Right to Request Restrictions

You may request limitations on how we use or disclose your PHI for treatment, payment, or healthcare operations. You may also request that we not share PHI with family members or friends involved in your care. We are not required to agree to your request, unless it relates to a disclosure to a health plan for payment or operations purposes (not treatment) and the PHI pertains to a service that you paid for entirely out-of-pocket.
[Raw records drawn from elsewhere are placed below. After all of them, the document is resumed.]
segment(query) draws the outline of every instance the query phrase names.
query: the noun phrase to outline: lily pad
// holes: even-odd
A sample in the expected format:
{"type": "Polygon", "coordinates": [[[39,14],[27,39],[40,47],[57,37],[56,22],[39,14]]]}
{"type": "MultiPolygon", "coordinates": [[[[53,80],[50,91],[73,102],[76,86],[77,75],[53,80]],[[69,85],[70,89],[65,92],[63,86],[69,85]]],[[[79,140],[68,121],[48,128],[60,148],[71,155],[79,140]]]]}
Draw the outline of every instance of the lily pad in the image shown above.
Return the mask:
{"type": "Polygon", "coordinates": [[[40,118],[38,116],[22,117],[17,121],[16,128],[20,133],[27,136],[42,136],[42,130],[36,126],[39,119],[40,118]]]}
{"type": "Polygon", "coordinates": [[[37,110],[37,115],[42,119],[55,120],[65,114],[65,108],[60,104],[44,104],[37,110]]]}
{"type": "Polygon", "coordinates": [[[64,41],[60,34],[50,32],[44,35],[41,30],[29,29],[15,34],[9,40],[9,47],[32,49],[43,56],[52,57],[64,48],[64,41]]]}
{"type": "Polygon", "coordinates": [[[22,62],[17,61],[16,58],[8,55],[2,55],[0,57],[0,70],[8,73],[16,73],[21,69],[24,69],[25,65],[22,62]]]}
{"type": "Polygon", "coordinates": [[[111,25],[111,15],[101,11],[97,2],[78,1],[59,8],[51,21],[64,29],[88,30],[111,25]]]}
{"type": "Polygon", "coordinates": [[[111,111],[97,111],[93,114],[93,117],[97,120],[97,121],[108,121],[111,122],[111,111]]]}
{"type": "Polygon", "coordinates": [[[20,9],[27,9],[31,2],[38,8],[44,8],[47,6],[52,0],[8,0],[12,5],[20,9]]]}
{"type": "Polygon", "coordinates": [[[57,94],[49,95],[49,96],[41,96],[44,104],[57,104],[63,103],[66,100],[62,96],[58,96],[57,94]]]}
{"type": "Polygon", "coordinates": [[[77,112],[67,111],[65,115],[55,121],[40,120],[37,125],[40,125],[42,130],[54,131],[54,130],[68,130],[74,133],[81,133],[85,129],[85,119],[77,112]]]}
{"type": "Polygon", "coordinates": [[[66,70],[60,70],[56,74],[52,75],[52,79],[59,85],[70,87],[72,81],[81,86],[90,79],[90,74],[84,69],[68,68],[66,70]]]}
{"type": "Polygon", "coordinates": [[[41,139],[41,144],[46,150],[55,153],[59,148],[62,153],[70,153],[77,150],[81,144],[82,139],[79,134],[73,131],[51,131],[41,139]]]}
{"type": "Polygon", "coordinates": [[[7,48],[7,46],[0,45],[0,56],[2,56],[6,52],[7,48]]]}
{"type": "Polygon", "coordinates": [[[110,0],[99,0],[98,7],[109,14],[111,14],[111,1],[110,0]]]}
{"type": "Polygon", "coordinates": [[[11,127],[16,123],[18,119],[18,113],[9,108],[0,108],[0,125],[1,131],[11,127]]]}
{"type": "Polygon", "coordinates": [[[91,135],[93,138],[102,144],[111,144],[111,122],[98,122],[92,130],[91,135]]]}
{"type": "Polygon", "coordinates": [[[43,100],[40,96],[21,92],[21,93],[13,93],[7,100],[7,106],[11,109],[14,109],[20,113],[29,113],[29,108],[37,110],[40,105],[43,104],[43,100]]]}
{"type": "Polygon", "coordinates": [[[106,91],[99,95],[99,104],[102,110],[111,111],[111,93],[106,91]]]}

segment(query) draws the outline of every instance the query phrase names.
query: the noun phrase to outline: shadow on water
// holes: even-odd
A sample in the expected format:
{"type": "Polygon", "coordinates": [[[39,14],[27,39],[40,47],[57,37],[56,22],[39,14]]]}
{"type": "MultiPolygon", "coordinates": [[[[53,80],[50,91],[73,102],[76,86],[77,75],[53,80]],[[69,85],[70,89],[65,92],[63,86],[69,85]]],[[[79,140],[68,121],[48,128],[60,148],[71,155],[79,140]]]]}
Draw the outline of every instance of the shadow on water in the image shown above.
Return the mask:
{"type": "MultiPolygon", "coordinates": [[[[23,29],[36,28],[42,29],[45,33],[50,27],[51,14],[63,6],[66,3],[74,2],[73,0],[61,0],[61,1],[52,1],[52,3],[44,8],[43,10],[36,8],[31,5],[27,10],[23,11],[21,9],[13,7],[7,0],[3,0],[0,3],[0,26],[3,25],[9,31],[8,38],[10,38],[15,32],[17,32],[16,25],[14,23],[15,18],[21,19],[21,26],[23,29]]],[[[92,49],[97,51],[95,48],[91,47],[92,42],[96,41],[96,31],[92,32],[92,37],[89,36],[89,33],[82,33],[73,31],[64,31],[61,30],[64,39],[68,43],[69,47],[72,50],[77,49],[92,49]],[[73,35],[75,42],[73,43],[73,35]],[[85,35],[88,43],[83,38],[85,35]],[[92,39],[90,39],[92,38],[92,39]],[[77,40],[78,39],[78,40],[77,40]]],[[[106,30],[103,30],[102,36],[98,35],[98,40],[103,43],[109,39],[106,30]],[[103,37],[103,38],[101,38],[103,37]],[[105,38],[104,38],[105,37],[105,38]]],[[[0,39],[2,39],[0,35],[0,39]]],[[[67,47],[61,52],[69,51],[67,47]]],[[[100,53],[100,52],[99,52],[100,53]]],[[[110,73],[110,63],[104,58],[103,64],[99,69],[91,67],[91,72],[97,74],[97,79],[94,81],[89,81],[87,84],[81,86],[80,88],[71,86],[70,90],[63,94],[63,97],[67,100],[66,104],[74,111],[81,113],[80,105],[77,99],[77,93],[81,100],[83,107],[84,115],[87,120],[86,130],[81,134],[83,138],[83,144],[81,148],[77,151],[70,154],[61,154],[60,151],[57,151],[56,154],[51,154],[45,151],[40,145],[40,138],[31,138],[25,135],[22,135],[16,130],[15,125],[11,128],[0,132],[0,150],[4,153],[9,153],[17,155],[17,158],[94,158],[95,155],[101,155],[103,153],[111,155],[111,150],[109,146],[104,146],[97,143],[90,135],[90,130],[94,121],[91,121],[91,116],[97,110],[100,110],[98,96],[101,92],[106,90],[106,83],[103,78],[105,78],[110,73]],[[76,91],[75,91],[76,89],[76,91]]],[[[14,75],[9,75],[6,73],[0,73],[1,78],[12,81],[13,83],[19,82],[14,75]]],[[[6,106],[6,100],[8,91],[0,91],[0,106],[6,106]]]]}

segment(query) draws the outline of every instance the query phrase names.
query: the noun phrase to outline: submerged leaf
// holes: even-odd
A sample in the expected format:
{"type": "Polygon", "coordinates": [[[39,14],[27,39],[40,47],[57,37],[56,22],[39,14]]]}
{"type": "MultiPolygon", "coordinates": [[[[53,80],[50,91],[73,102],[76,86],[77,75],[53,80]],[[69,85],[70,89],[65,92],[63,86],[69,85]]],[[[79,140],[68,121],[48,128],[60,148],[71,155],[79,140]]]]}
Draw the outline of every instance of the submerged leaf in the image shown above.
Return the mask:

Right to Confidential Communications

You may request that we communicate with you in an alternative way or at an alternative location to protect your confidentiality. Your request must include the method or location you prefer.

Right to Be Notified of a Breach

You have the right to be notified in the event of a breach of your unsecured PHI.

Right to a Paper Copy of This Notice

You have the right to request a paper copy of this Notice at any time, even if you have agreed to receive it electronically. To request a copy or obtain answers to frequently asked questions, please contact support@duahealth.co.

Right to File a Complaint

If you believe your privacy rights have been violated, you may file a complaint with us or with the U.S. Department of Health and Human Services. We will not retaliate against you for filing a complaint.

To submit written requests or complaints, please contact:

Dua Health LLC
Attn: Privacy Office
5900 Balcones Drive, Suite 100
Austin, TX 78731
hello@duahealth.co

Please include your name, mailing address, and any relevant identifiers.

ACKNOWLEDGEMENT OF NOTICE OF PRIVACY PRACTICES

The purpose of this form is to verify that you received this Notice of Privacy Practices. You are not required to sign or return the form.